Dear all,
As my first effort in Julia, I have written a Splines2
package for spline bases for regression modelling (https://github.com/mclements/Splines2.jl). The implementation includes equivalents to the splines::ns
, splines::bs
, splines2::mSpline
and splines2::iSpline
functions from R, with names Splines2.ns
, Splines2.bs
, Splines2.ms
and Splines2.is
, respectively. These take an argument x=Array{T<:Real,1}
and design information and evaluate the spline basis at x
. I have also written functions that return functions for evaluating the splines at new x
values, with names Splines2.ns_
, Splines2.bs_
, Splines2.ms_
and Splines2.is_
, respectively. Using the latter functions and constructing the design matrix ourselves, we can get “safe” predictions on new data:
using Splines2, GLM, Random
Random.seed!(12345);
x = collect(range(0.0, length=301, stop=2.0*pi));
y = sin.(x)+randn(length(x));
ns1 = Splines2.ns_(x,df=5,intercept=true) # this is a function
X = ns1(x);
fit1 = lm(X,y)
newx = collect(0.0:0.5:3.5);
predict(fit1, ns1(newx)) # safe predictions
However, I am uncertain whether @formula
from StatsModels will allow for “safe” predictions on new data. Adapting the poly
example from https://juliastats.org/StatsModels.jl/latest/internals/, I used:
using StatsModels
ns(x,df) = Splines2.ns(x,df=df,intercept=true) # assumes intercept
const NSPLINE_CONTEXT = Any
struct NSplineTerm{T,D} <: AbstractTerm
term::T
df::D
end
Base.show(io::IO, p::NSplineTerm) = print(io, "ns($(p.term), $(p.df))")
function StatsModels.apply_schema(t::FunctionTerm{typeof(ns)},
sch::StatsModels.Schema,
Mod::Type{<:NSPLINE_CONTEXT})
apply_schema(NSplineTerm(t.args_parsed...), sch, Mod)
end
function StatsModels.apply_schema(t::NSplineTerm,
sch::StatsModels.Schema,
Mod::Type{<:NSPLINE_CONTEXT})
term = apply_schema(t.term, sch, Mod)
isa(term, ContinuousTerm) ||
throw(ArgumentError("NSplineTerm only works with continuous terms (got $term)"))
isa(t.df, ConstantTerm) ||
throw(ArgumentError("NSplineTerm df must be a number (got $(t.df))"))
NSplineTerm(term, t.df.n)
end
function StatsModels.modelcols(p::NSplineTerm, d::NamedTuple)
col = modelcols(p.term, d)
Splines2.ns(col, df=p.df,intercept=true)
end
StatsModels.terms(p::NSplineTerm) = terms(p.term)

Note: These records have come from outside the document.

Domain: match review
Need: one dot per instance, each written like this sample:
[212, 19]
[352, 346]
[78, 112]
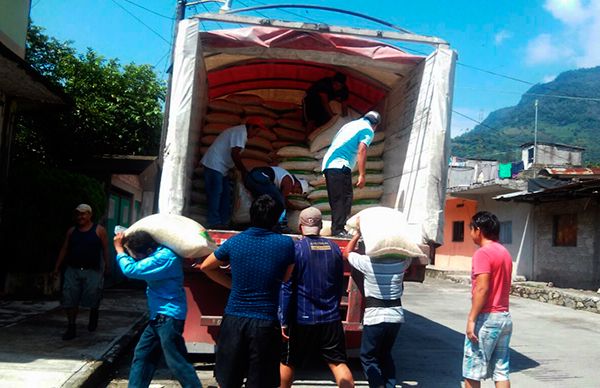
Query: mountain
[571, 121]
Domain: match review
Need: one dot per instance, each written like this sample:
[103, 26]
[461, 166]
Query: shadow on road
[430, 354]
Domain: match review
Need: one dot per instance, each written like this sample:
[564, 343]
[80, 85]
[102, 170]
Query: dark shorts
[82, 287]
[326, 340]
[248, 347]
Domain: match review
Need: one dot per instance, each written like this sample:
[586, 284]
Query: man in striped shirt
[383, 312]
[309, 305]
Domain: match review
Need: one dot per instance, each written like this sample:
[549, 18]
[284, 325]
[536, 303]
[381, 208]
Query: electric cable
[149, 10]
[142, 22]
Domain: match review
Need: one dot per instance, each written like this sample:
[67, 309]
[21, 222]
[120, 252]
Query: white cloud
[568, 11]
[460, 124]
[543, 49]
[502, 36]
[577, 42]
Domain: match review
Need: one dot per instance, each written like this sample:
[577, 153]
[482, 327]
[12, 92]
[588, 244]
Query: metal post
[179, 16]
[535, 141]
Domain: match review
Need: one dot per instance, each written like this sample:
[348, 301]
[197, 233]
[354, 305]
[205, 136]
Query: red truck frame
[207, 300]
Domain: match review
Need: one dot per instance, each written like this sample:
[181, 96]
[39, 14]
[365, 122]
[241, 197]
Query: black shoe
[70, 333]
[93, 323]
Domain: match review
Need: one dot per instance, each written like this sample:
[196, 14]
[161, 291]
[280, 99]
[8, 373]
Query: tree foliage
[114, 109]
[560, 120]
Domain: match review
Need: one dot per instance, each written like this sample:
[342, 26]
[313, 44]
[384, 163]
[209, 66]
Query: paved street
[551, 347]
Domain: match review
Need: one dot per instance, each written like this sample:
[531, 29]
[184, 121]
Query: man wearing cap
[278, 183]
[222, 155]
[317, 110]
[309, 308]
[85, 255]
[349, 145]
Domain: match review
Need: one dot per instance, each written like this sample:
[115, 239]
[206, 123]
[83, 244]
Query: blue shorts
[83, 287]
[491, 355]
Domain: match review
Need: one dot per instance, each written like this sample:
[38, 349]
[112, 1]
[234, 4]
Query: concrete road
[552, 346]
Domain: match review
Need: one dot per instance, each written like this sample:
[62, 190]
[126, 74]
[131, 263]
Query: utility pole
[535, 141]
[179, 16]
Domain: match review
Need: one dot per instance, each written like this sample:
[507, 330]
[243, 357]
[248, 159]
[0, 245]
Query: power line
[474, 120]
[139, 20]
[149, 10]
[292, 13]
[579, 98]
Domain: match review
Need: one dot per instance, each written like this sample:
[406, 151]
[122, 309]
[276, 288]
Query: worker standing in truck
[279, 184]
[315, 104]
[348, 147]
[222, 155]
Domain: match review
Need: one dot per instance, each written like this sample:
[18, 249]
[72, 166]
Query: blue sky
[532, 41]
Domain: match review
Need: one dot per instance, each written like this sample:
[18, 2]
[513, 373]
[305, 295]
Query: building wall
[451, 255]
[14, 20]
[521, 215]
[574, 267]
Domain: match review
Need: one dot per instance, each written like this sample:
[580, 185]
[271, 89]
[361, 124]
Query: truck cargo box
[220, 77]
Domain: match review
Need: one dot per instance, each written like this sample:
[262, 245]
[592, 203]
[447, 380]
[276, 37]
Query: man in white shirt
[223, 155]
[349, 144]
[383, 312]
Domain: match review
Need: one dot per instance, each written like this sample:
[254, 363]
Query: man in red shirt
[489, 326]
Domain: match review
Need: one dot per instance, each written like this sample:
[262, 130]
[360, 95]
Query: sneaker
[70, 333]
[93, 323]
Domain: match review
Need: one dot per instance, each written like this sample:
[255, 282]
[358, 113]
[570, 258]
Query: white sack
[385, 233]
[183, 235]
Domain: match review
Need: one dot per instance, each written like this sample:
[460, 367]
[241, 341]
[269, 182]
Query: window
[530, 155]
[564, 230]
[458, 231]
[506, 232]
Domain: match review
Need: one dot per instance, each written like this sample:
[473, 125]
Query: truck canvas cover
[413, 94]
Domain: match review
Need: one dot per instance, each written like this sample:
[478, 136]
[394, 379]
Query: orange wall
[456, 255]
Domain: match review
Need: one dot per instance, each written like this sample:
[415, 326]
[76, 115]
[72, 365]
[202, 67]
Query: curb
[94, 373]
[574, 299]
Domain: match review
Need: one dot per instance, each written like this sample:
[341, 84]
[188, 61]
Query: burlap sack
[183, 235]
[385, 233]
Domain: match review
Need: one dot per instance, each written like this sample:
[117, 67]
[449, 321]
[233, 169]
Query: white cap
[305, 186]
[83, 208]
[373, 117]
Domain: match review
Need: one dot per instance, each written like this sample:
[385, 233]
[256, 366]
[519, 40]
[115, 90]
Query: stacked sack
[285, 128]
[366, 197]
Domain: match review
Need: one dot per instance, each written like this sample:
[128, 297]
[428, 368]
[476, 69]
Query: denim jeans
[218, 196]
[162, 333]
[376, 354]
[339, 191]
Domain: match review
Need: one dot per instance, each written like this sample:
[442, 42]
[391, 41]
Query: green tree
[114, 109]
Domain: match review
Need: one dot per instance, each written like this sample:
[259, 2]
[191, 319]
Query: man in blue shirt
[309, 308]
[250, 335]
[162, 269]
[348, 145]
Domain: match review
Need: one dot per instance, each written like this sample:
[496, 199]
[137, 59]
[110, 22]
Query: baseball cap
[83, 207]
[304, 185]
[256, 121]
[311, 221]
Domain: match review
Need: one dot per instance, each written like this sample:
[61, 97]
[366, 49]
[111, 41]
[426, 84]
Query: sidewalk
[32, 353]
[575, 299]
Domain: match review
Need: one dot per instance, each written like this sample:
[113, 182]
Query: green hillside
[560, 120]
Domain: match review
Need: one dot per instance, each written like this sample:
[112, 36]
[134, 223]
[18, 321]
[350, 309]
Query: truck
[277, 61]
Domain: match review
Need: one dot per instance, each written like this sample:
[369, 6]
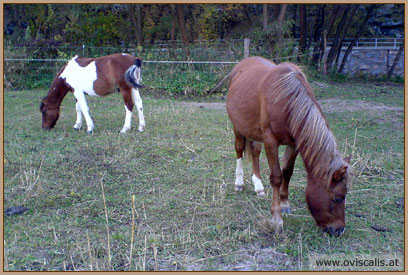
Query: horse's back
[251, 104]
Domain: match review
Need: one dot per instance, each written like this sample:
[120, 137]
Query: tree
[265, 17]
[135, 14]
[370, 10]
[394, 64]
[182, 25]
[302, 28]
[280, 31]
[341, 31]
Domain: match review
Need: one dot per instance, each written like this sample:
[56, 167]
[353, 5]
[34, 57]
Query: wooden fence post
[325, 53]
[246, 47]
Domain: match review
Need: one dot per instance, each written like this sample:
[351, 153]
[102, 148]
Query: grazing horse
[275, 105]
[95, 77]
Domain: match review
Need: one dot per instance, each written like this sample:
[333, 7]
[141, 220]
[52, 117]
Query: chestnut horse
[275, 105]
[95, 77]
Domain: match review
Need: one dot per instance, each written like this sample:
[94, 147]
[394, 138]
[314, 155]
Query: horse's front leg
[287, 171]
[271, 148]
[80, 96]
[78, 122]
[256, 149]
[139, 106]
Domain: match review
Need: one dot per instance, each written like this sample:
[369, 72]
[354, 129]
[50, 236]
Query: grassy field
[185, 214]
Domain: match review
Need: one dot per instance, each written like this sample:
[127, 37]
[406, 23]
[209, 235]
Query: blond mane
[314, 139]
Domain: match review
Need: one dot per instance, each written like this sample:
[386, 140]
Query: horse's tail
[133, 74]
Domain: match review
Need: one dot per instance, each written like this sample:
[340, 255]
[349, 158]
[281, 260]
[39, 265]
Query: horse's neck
[323, 165]
[57, 92]
[318, 148]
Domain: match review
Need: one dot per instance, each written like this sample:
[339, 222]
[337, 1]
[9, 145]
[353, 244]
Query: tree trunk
[139, 21]
[313, 28]
[318, 35]
[360, 31]
[394, 64]
[346, 27]
[280, 18]
[173, 26]
[302, 28]
[133, 18]
[336, 10]
[265, 16]
[336, 40]
[182, 25]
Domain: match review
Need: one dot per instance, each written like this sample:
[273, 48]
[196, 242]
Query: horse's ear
[339, 174]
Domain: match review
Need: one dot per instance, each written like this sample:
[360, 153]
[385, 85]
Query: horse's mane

StatsModels.termvars(p::NSplineTerm) = StatsModels.termvars(p.term)
StatsModels.width(p::NSplineTerm) = 1
StatsModels.coefnames(p::NSplineTerm) = "ns(" .* coefnames(p.term) .* "," .* string.(1:p.df) .* ")"
For the above example, I then get:
d = DataFrames.DataFrame(x=x,y=y);
fit2 = lm(@formula(y~ns(x,5)+0),d) # equivalent to fit1 with nicer labels
predict(fit2, ns1(newx)) # safe predictions
predict(fit2, DataFrames.DataFrame(x=newx)) # unsafe predictions!
The issue relates to the design information (in this case, the knots) not being carried with the formula. We could provide the knots information as a hint to the schema for :x
, but schema
is focused on the individual Term
values in the data, rather than the AbstractTerm
values in the formula. To do this automatically, we would need to construct the hints in a manner similar to the terms
function. The design information has been lost when apply_schema
(which does use AbstractTerm
values) is called. Is this a design constraint for formula 2.0 – or have I misinterpreted schema.jl
and terms.jl
?
Sincerely, Mark Clements.